Low Testosterone and Cardiovascular Disease Risk in Men
According to the researchers, men experience cardiovascular disease earlier in life than women, and they have a life expectancy that is 5-10 years shorter than their female counterparts. The researchers argue that though low testosterone has been identified as a potential contributor to cardiovascular disease risk, the role of the condition in cardiovascular gender disparities has not been well explored.
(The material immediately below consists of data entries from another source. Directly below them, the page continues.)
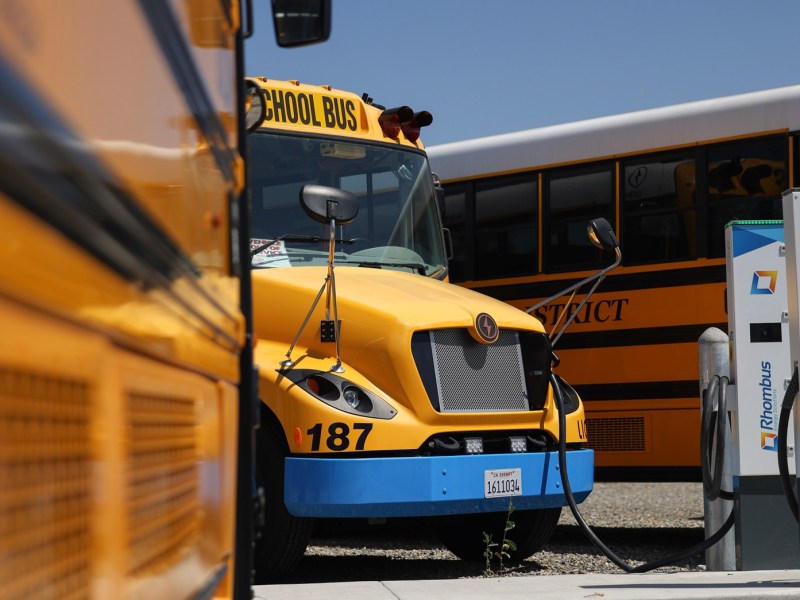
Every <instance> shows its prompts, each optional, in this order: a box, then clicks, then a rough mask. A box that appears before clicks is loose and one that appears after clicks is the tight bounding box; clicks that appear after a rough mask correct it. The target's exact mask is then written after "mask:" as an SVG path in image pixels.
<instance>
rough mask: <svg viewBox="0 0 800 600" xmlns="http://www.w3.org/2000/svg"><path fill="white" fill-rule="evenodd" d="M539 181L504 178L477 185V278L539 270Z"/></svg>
mask: <svg viewBox="0 0 800 600" xmlns="http://www.w3.org/2000/svg"><path fill="white" fill-rule="evenodd" d="M537 187H538V184H537V181H536V180H535V179H533V178H532V177H531V176H525V177H524V178H522V177H514V178H503V179H497V180H492V181H487V182H481V183H478V184H477V185H476V186H475V278H476V279H496V278H499V277H513V276H517V275H530V274H533V273H536V270H537V268H536V267H537V252H536V249H537V246H538V239H537V225H536V213H537V205H538V191H537Z"/></svg>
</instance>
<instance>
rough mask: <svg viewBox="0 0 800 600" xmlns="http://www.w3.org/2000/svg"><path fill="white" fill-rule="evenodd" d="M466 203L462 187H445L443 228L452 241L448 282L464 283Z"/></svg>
mask: <svg viewBox="0 0 800 600" xmlns="http://www.w3.org/2000/svg"><path fill="white" fill-rule="evenodd" d="M466 202H467V192H466V189H465V188H464V187H456V188H453V187H445V199H444V226H445V227H447V228H448V229H449V230H450V238H451V239H452V241H453V258H451V259H450V262H449V267H450V281H452V282H453V283H456V282H459V281H465V280H466V278H467V273H466V271H465V270H464V268H465V261H466V251H467V250H466V247H465V241H466Z"/></svg>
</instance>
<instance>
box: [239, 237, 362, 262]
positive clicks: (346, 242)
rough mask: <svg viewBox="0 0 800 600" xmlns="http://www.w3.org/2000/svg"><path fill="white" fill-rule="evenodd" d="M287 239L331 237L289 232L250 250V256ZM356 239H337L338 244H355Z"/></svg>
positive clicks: (305, 239) (284, 240)
mask: <svg viewBox="0 0 800 600" xmlns="http://www.w3.org/2000/svg"><path fill="white" fill-rule="evenodd" d="M281 241H286V242H313V243H318V242H328V241H329V239H328V238H327V237H320V236H318V235H295V234H293V233H287V234H286V235H281V236H278V237H276V238H275V239H274V240H268V241H267V242H266V243H265V244H261V245H260V246H256V247H255V248H253V249H252V250H251V251H250V258H253V257H254V256H255V255H256V254H258V253H259V252H263V251H264V250H266V249H267V248H269V247H270V246H272V245H273V244H277V243H278V242H281ZM355 242H356V240H336V243H337V244H354V243H355Z"/></svg>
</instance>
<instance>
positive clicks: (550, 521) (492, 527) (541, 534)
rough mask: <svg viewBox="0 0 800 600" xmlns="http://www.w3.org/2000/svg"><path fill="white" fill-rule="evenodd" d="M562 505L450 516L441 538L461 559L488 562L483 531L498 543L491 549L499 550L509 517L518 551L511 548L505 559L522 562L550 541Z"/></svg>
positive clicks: (494, 550)
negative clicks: (485, 561) (520, 561)
mask: <svg viewBox="0 0 800 600" xmlns="http://www.w3.org/2000/svg"><path fill="white" fill-rule="evenodd" d="M560 516H561V507H556V508H540V509H536V510H516V511H514V512H512V513H511V515H510V516H509V515H508V513H505V512H503V513H484V514H477V515H463V516H459V517H448V518H446V519H445V520H444V521H442V522H441V523H440V524H439V525H438V527H437V530H438V533H439V539H440V540H441V542H442V544H444V546H445V548H447V549H448V550H450V552H452V553H453V554H455V555H456V556H457V557H458V558H460V559H462V560H468V561H485V560H486V557H485V556H484V553H485V552H486V542H485V541H484V537H483V534H484V532H485V533H488V534H491V536H492V543H495V544H498V546H494V547H493V548H492V552H495V551H498V552H499V550H500V548H499V544H500V543H501V542H502V540H503V530H504V529H505V524H506V520H511V521H512V522H513V523H514V527H513V528H512V529H510V530H509V531H508V533H506V538H507V539H510V540H511V541H513V542H514V544H516V547H517V548H516V550H508V551H507V552H508V554H509V557H504V561H505V562H520V561H522V560H525V559H526V558H528V557H529V556H532V555H533V554H535V553H536V552H538V551H539V550H541V548H542V547H543V546H544V545H545V544H546V543H547V542H548V540H549V539H550V537H551V536H552V535H553V532H554V531H555V529H556V525H558V519H559V517H560Z"/></svg>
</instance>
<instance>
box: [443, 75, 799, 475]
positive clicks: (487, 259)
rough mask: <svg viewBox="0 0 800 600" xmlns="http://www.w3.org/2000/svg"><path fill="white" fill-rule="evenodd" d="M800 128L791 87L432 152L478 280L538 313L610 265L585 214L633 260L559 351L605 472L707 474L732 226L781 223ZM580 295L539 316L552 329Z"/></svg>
mask: <svg viewBox="0 0 800 600" xmlns="http://www.w3.org/2000/svg"><path fill="white" fill-rule="evenodd" d="M798 131H800V86H790V87H785V88H778V89H773V90H765V91H760V92H753V93H749V94H742V95H737V96H730V97H725V98H714V99H710V100H703V101H699V102H690V103H686V104H680V105H675V106H666V107H661V108H656V109H651V110H645V111H639V112H634V113H628V114H623V115H613V116H609V117H602V118H598V119H590V120H587V121H581V122H577V123H567V124H563V125H554V126H551V127H543V128H539V129H531V130H526V131H518V132H514V133H509V134H503V135H497V136H490V137H485V138H480V139H472V140H465V141H460V142H454V143H449V144H442V145H441V146H436V147H432V148H430V149H429V154H430V158H431V164H432V167H433V169H434V171H435V172H436V173H437V174H438V175H439V176H440V177H441V180H442V183H443V186H444V188H445V192H446V201H445V204H446V210H445V226H446V227H447V228H448V229H449V230H450V232H451V234H452V239H453V247H454V257H453V260H451V262H450V267H451V272H450V276H451V280H452V281H454V282H458V283H459V284H461V285H463V286H465V287H468V288H470V289H473V290H476V291H479V292H482V293H484V294H488V295H490V296H492V297H494V298H498V299H501V300H504V301H506V302H508V303H510V304H512V305H513V306H516V307H519V308H523V309H527V308H529V307H532V306H534V305H536V304H537V303H539V302H540V300H541V299H543V298H548V297H550V296H551V295H552V294H554V293H555V292H556V290H558V289H561V288H563V287H564V285H565V284H566V283H567V282H570V281H574V280H575V279H576V278H580V277H582V276H583V275H585V274H586V273H587V272H588V270H590V269H593V268H596V266H597V265H598V264H600V262H601V261H602V260H603V258H602V257H601V256H600V255H598V254H597V253H596V251H595V250H594V249H593V248H591V247H590V246H588V245H587V244H586V243H585V240H584V238H583V237H582V236H581V235H580V234H581V228H582V223H583V222H584V221H585V220H586V218H588V217H589V216H591V217H605V218H606V219H607V220H608V221H609V222H611V223H613V224H614V228H615V231H616V233H617V236H618V239H619V242H620V244H621V247H622V251H623V262H622V266H621V267H620V268H619V269H616V270H615V271H614V272H613V273H610V274H609V276H608V277H607V278H606V280H605V281H604V282H603V284H602V287H601V288H600V289H599V290H598V292H597V294H596V296H595V297H594V298H593V299H591V300H590V301H588V302H587V303H586V304H584V305H583V307H582V308H581V309H580V311H579V312H578V314H577V315H576V317H575V321H574V325H573V327H572V329H571V330H570V331H569V332H568V333H566V334H565V335H564V336H563V337H562V338H561V340H560V341H559V342H558V343H557V345H556V348H555V351H556V353H557V354H558V355H559V357H560V358H561V359H562V362H563V367H562V368H563V373H562V374H563V375H564V376H565V377H567V378H568V379H569V381H570V383H572V384H573V385H574V386H575V389H576V390H578V392H579V393H580V394H581V397H582V398H583V400H584V402H585V403H586V419H587V427H588V431H589V445H590V446H591V447H592V448H593V449H594V450H595V452H596V466H597V474H598V476H600V477H609V478H629V477H630V478H642V477H643V478H646V479H654V480H658V479H675V478H677V479H699V477H700V399H699V372H698V361H699V359H698V352H697V341H698V338H699V337H700V335H701V334H702V333H703V332H704V331H705V330H706V329H707V328H708V327H718V328H720V329H722V330H723V331H727V319H728V316H727V313H726V306H725V245H724V227H725V224H726V223H727V222H729V221H730V220H733V219H758V220H765V219H767V220H768V219H780V218H781V193H782V192H783V191H784V190H786V189H788V188H790V187H793V186H796V185H797V173H798V169H797V161H798V157H799V156H800V153H799V152H798V140H800V137H799V136H798ZM582 298H583V296H582V295H581V294H578V295H577V296H576V297H575V299H574V301H573V302H572V303H571V304H570V303H568V302H567V299H566V298H565V299H563V300H561V301H557V302H553V303H550V304H548V305H546V306H541V307H538V308H536V309H535V310H534V311H533V313H534V314H535V315H536V317H537V318H539V319H540V320H541V321H542V323H543V324H544V325H545V327H546V328H548V330H549V329H550V328H551V327H552V326H553V324H554V323H555V322H556V321H557V320H558V318H559V316H560V315H561V314H562V313H564V312H566V313H567V315H569V314H571V313H572V312H574V311H575V310H577V307H578V302H579V301H580V300H582Z"/></svg>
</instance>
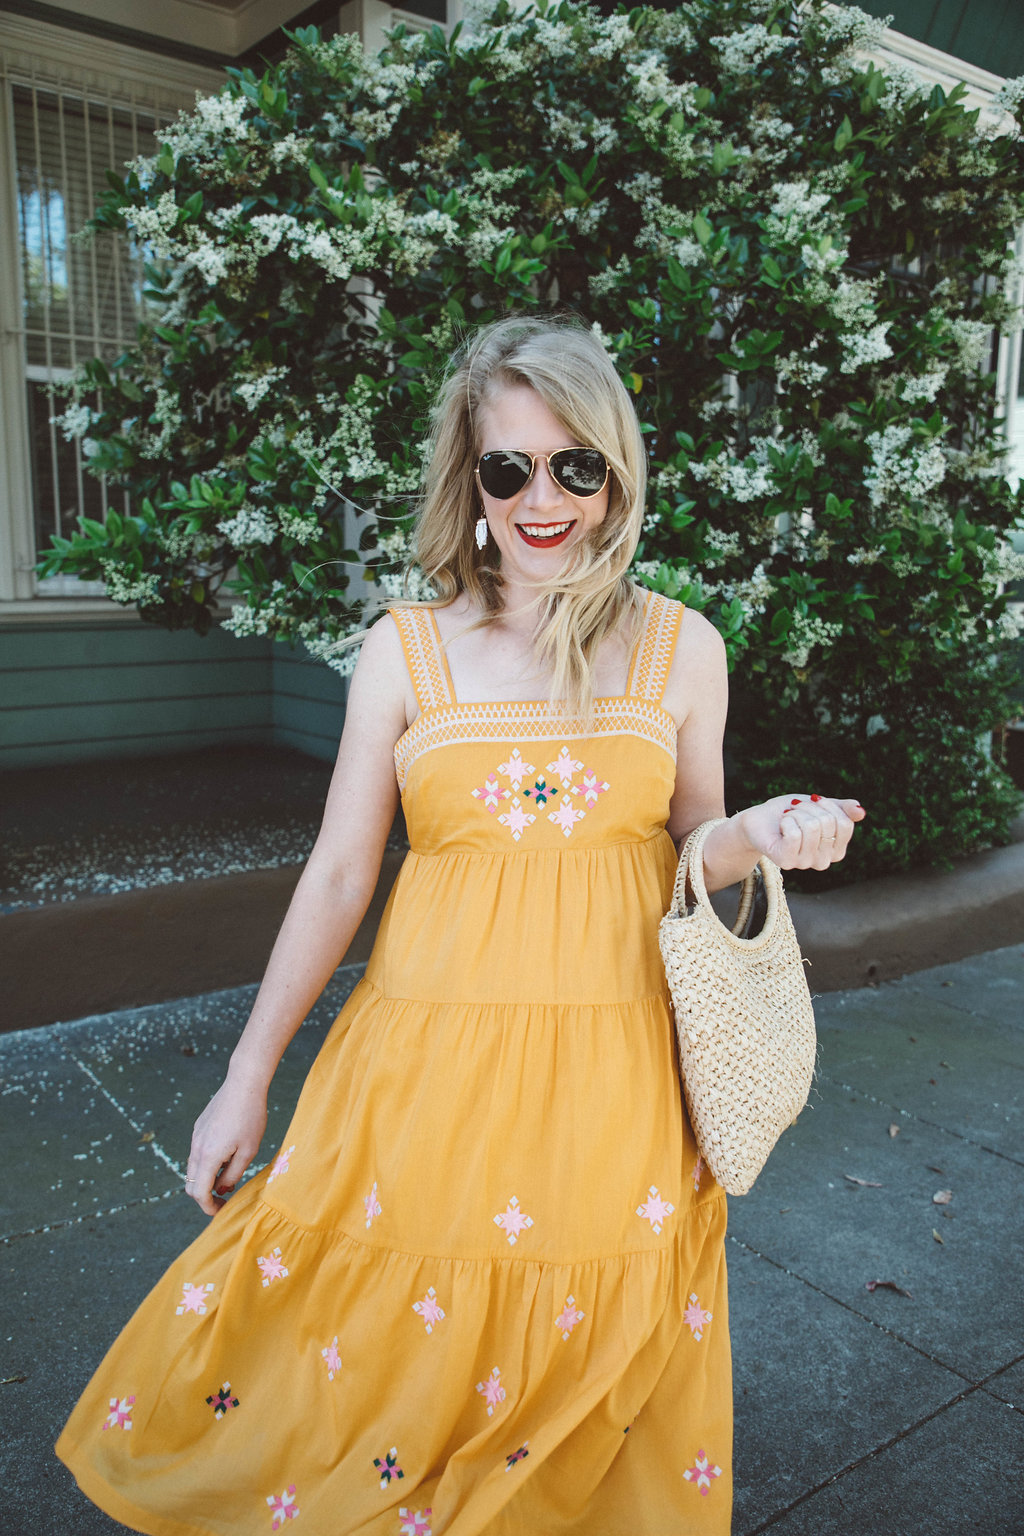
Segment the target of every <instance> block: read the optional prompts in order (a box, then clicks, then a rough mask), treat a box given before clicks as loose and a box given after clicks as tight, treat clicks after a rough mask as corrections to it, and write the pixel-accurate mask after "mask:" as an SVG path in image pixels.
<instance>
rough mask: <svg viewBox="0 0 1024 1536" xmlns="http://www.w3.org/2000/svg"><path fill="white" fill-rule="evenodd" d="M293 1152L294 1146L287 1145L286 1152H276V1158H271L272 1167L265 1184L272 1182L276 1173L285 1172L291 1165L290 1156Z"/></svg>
mask: <svg viewBox="0 0 1024 1536" xmlns="http://www.w3.org/2000/svg"><path fill="white" fill-rule="evenodd" d="M293 1152H295V1147H289V1149H287V1152H278V1155H276V1158H275V1160H273V1167H272V1169H270V1177H269V1180H267V1184H273V1181H275V1178H276V1177H278V1174H287V1170H289V1167H290V1166H292V1163H290V1158H292V1154H293Z"/></svg>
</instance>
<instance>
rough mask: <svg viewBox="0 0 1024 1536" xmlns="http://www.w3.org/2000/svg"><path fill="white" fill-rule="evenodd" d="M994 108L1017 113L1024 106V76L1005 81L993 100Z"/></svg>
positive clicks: (1015, 76) (1018, 76)
mask: <svg viewBox="0 0 1024 1536" xmlns="http://www.w3.org/2000/svg"><path fill="white" fill-rule="evenodd" d="M992 106H993V108H1004V111H1007V112H1016V111H1018V108H1021V106H1024V75H1015V77H1013V80H1004V81H1003V84H1001V86H999V89H998V91H996V94H995V95H993V98H992Z"/></svg>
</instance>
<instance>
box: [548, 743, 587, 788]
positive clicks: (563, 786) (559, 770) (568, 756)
mask: <svg viewBox="0 0 1024 1536" xmlns="http://www.w3.org/2000/svg"><path fill="white" fill-rule="evenodd" d="M582 766H583V765H582V763H577V762H576V759H574V757H573V756H571V753H570V750H568V746H563V748H562V751H560V753H559V756H557V757H556V759H554V762H553V763H548V766H547V773H554V774H557V776H559V779H560V780H562V788H565V786H567V783H568V782H570V779H571V777H573V774H574V773H579V771H580V768H582Z"/></svg>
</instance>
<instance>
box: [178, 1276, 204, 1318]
mask: <svg viewBox="0 0 1024 1536" xmlns="http://www.w3.org/2000/svg"><path fill="white" fill-rule="evenodd" d="M212 1290H213V1281H209V1284H206V1286H190V1284H189V1283H187V1281H186V1283H184V1286H183V1287H181V1301H180V1303H178V1306H177V1307H175V1309H173V1315H175V1316H177V1318H180V1316H181V1315H183V1313H184V1312H195V1315H197V1316H200V1318H204V1316H206V1298H207V1296H209V1293H210V1292H212Z"/></svg>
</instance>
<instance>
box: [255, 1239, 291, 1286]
mask: <svg viewBox="0 0 1024 1536" xmlns="http://www.w3.org/2000/svg"><path fill="white" fill-rule="evenodd" d="M256 1264H258V1266H259V1272H261V1275H263V1284H264V1289H266V1287H267V1286H270V1284H273V1281H275V1279H284V1278H286V1276H287V1273H289V1272H287V1267H286V1264H284V1260H282V1258H281V1249H279V1247H276V1249H270V1252H269V1253H267V1255H266V1258H264V1256H263V1255H261V1256H259V1258H258V1260H256Z"/></svg>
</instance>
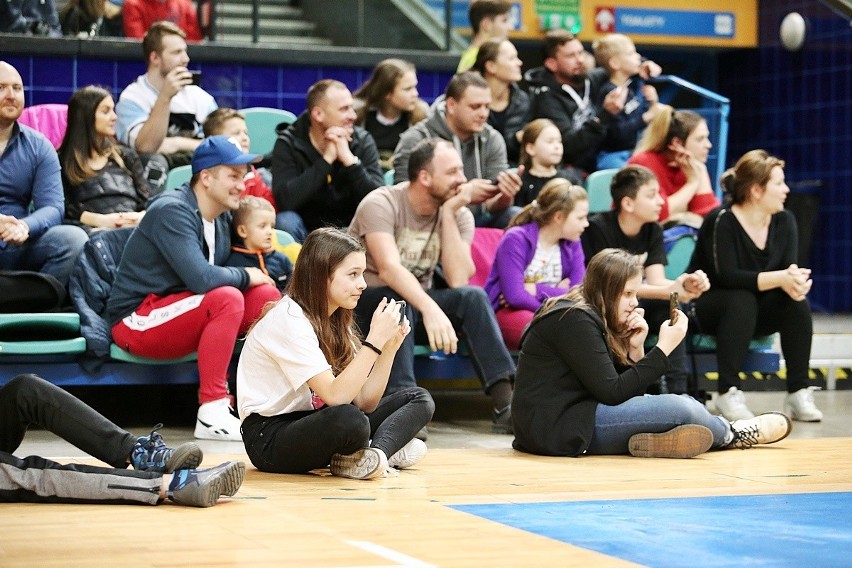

In their study, “Low testosterone concentrations in men contribute to the gender gap in cardiovascular morbidity and mortality,” the researchers set out to explore impact of low testosterone on men’s heightened risk for cardiovascular problems. The study was published online ahead of print in November 2012 in the journal Gender Medicine.
The researchers looked at data on 4,152 people (2,113 women and 2,039 men) from the Study of Health in Pomerania. The participants ranged in age from 20 to 79 years.
Using multivariable Poisson and Cox proportional hazard regression models, the researchers assessed patients’ risk of incident cardiovascular morbidity and their all-cause and cardiovascular disease mortality to understand the differences in morbidity and mortality among men and women. The researchers also examined the impact of low testosterone in men on gender differences.
The results of the study confirmed that men had a higher risk of incident cardiovascular morbidity and all-cause mortality. They also had a higher 10-year cardiovascular disease risk than women. Examination of a subgroup of men with low testosterone showed an even higher 10-year cardiovascular disease and mortality risk.
The study authors conclude that their findings show that men have a higher risk of cardiovascular morbidity and mortality than women, and that low levels of testosterone in men appear to exacerbate this gender gap.